“Don’t be in such a hurry, I beg. By disinterested I mean gratuitous. Also that evil actions—what are commonly called evil—may be just as gratuitous as good ones.”

“In that case, why commit them?”

“Exactly! Out of sheer wantonness—or from love of sport. My contention is that the most disinterested souls are not necessarily the best—in the Catholic meaning of the word; on the contrary, from the Catholic point of view, the best-trained soul is the one that keeps the strictest accounts.”

“The one that ever feels its debt towards God,” added Fleurissoire seraphically, in an attempt to keep up to the mark.

Julius was obviously irritated by his brother-in-law’s interruptions; he thought them ludicrous.

“A contempt for what may serve is no doubt the stamp of a certain aristocracy of nature.... So once a man has shaken free from orthodoxy, from self-indulgence and from calculation, we may grant that his soul may keep no accounts at all?”

“No!
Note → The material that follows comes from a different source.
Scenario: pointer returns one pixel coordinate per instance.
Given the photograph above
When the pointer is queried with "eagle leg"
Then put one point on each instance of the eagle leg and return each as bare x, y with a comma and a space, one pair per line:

No! Never! We may not grant it!” exclaimed Fleurissoire vehemently; then suddenly frightened by the sound of his own voice, he bent towards Baraglioul and whispered:

“Let’s speak lower; we shall be overheard.”

“Pooh! How could anyone be interested in what we are saying?

“Oh, my dear Julius, I see you have no conception what the people of this country are like. I’ve spent only four days here, but during those four days the adventures I’ve had have been endless, and of a kind to teach me caution—pretty forcibly too—though it wasn’t in my nature, I swear. I am being tracked!”